Sous le PDG, les habitudes de villes propres étaient la règle et l’exemple venait d’en haut.
Le fonds qui a servi à la construction de la mosquée Faycal de Conakry, 4ème mondiale dans son type est un don personnel au Camarade Ahmed Sekou TOURE par le roi Faycal d’Arabie Saoudite.
La résidence de notre ambassadeur à Rabat au Maroc est un don du roi Hassan II aux enfants du président Ahmed Sekou TOURE. Tous les enfants du premier président ont effectué tous leurs cycles scolaires et universitaires en Guinée dans les mêmes salles de classe que les autres enfants guinéens.
Il remplacera sa fille Aminata, légalement admise à une bourse d’études à l’extérieur après le baccalauréat par le fils de la présidente du bureau régional des femmes de Labé. Le détournement de derniers publics est sévèrement sanctionné. Le président Alpha Condé a mis sa famille y compris son fils, pourtant méritant hors de la gestion du pays.
Quel niveau moral voudrait Tierno Monénembo que nos dirigeants mènent le peuple ?
Dans un pays basé sur le tribalisme où les gens sont acceptés ou rejetés pour ce qu’ils sont et non pour ce qu’ils font, les seuls présidents peuvent-ils être les causes des maux dont souffre un tel pays ?
Notre grand romancier qualifie nos dirigeants de manquer cruellement de discernement, capables de former des régimes médiocres qui abrutissent et pervertissent leurs peuples en s’appuyant du Machiavel qui disait « Gouverner, c’est mettre vos sujets hors d’état de vous nuire et même d’y penser ». Il y a-t-il un gouvernement dans le monde qui met son peuple dans un état de le nuire ? La passion n’a jamais fait bon ménage avec une réflexion fondée.
Tierno Monénembo donne une place privilégiée à l’intellectuel dans la vie d’une nation. Si cela est normal et juste, il y a lieu de se demander qui est intellectuel ? Est-ce celui qui est auréolé de diplômes ou celui qui réfléchit de façon rationnelle sur les problèmes de son temps ?
Rabelais ne disait-il pas que « Science sans conscience n’est que ruine de l’âme » ?
Mieux, notre intellectuel doit savoir que la compétence se situe sur deux axes :
– sur l’axe du savoir-faire, donc de l’exécution, la compétence d’un cadre est proportionnelle à sa connaissance dans le domaine ;
– sur l’axe du savoir-faire-faire, donc de direction, la compétence en plus de la connaissance pure, inclue surtout l’aptitude et l’attitude.

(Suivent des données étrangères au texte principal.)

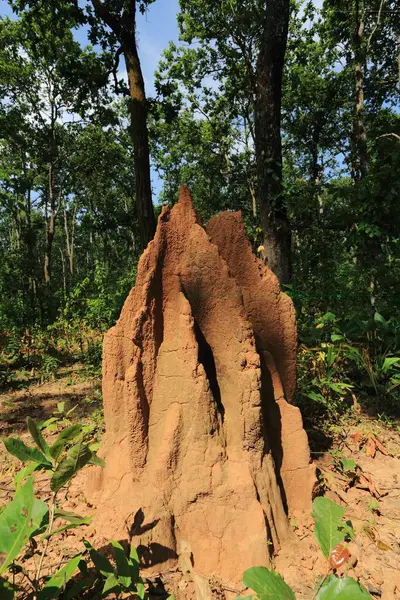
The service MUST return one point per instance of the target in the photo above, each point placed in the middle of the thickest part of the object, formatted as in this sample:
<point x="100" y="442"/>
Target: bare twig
<point x="378" y="20"/>
<point x="46" y="544"/>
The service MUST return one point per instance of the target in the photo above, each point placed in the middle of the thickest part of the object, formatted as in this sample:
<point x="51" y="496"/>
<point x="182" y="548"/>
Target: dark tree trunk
<point x="124" y="27"/>
<point x="273" y="212"/>
<point x="50" y="228"/>
<point x="360" y="162"/>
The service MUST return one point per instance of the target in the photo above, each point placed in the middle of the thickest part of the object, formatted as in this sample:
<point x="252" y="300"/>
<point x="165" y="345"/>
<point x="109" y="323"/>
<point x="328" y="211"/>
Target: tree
<point x="273" y="210"/>
<point x="246" y="62"/>
<point x="121" y="17"/>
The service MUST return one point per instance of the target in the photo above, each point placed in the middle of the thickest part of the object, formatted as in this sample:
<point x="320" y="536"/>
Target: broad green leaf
<point x="111" y="585"/>
<point x="335" y="337"/>
<point x="48" y="422"/>
<point x="140" y="590"/>
<point x="101" y="563"/>
<point x="328" y="528"/>
<point x="66" y="436"/>
<point x="24" y="473"/>
<point x="70" y="517"/>
<point x="56" y="584"/>
<point x="37" y="436"/>
<point x="379" y="319"/>
<point x="123" y="568"/>
<point x="17" y="448"/>
<point x="15" y="525"/>
<point x="389" y="362"/>
<point x="77" y="458"/>
<point x="347" y="588"/>
<point x="75" y="590"/>
<point x="6" y="590"/>
<point x="267" y="584"/>
<point x="39" y="516"/>
<point x="85" y="521"/>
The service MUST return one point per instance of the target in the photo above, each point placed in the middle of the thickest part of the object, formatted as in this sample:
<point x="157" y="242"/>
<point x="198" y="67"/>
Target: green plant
<point x="331" y="532"/>
<point x="27" y="519"/>
<point x="322" y="377"/>
<point x="122" y="577"/>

On peut tout reprocher au Camarade Ahmed Sekou TOURE malgré qu’il a été renvoyé de l’école à cause de ses prises positions contre le blanc avant les examens d’entrée en 7ème année qu’il n’avait pas la connaissance, aptitude et l’attitude nécessaires pour diriger un pays.
Le PDG avait le meilleur projet de société, ces instituteurs et médecins de brousse ont créé l’Etat guinéen après que la France colonisatrice ait tout détruit.

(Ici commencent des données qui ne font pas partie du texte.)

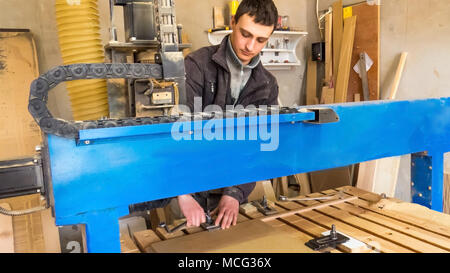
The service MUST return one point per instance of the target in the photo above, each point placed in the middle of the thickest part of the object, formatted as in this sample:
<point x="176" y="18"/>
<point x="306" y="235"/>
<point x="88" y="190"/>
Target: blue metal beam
<point x="108" y="169"/>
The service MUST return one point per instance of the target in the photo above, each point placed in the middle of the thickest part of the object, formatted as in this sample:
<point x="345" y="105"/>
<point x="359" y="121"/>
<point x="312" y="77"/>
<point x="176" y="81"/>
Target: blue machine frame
<point x="95" y="178"/>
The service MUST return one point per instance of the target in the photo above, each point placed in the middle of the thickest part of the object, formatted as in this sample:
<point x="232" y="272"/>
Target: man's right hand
<point x="191" y="210"/>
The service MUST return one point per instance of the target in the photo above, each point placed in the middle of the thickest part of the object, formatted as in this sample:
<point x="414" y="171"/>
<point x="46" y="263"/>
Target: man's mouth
<point x="246" y="53"/>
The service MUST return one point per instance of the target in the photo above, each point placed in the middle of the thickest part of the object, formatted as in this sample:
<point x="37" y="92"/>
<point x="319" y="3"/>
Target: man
<point x="231" y="74"/>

Le Brésil a un moment de son histoire avait formé le gouvernement le plus intellectuel ou tous les ministres universitaires excellaient dans son domaine sans que le succès ne soit au rendez-vous.
Diplômé pour diplôme, donc intellectuel pour intellectuel, aucun dirigeant occidental n’allait diriger ; car ils ne sont pas académiciens encore moins savant. En citant souvent Aimé CÉSAR et Cheick Anta DIOP, notre distingué écrivain confond le lettré et l’intellectuel sinon les chasseurs de koufoukanfouga illettrés en français et en arabe mais intellectuels n’allaient pas réussir en 1236 à former une organisation étatique jamais égale et dotée de l’empire (Etat fédéral) de la première construction du monde admise aujourd’hui comme la première déclaration universelle des droits de l’homme.
Il accuse nos dirigeants d’avoir coupé un à un les liens multiséculaires qui unissaient nos familles, ethnies et régions. Pourtant, les quartiers Nassoufoulaye, hamdalaye, foulamadine etc. existent à Conakry en base côté. Il y a plus de 40 villages malinke qui existent toujours au fouta et partagent leurs quotidiens comme à l’accoutumer avec les voisins. Les mariages mixtes entre les ethnies se scellent de la plus belle manière.
Nous célébrons nos peines et nos joies ensemble comme de par le passé.
Quels liens séculaires sont rompus ? Par qui et quand ?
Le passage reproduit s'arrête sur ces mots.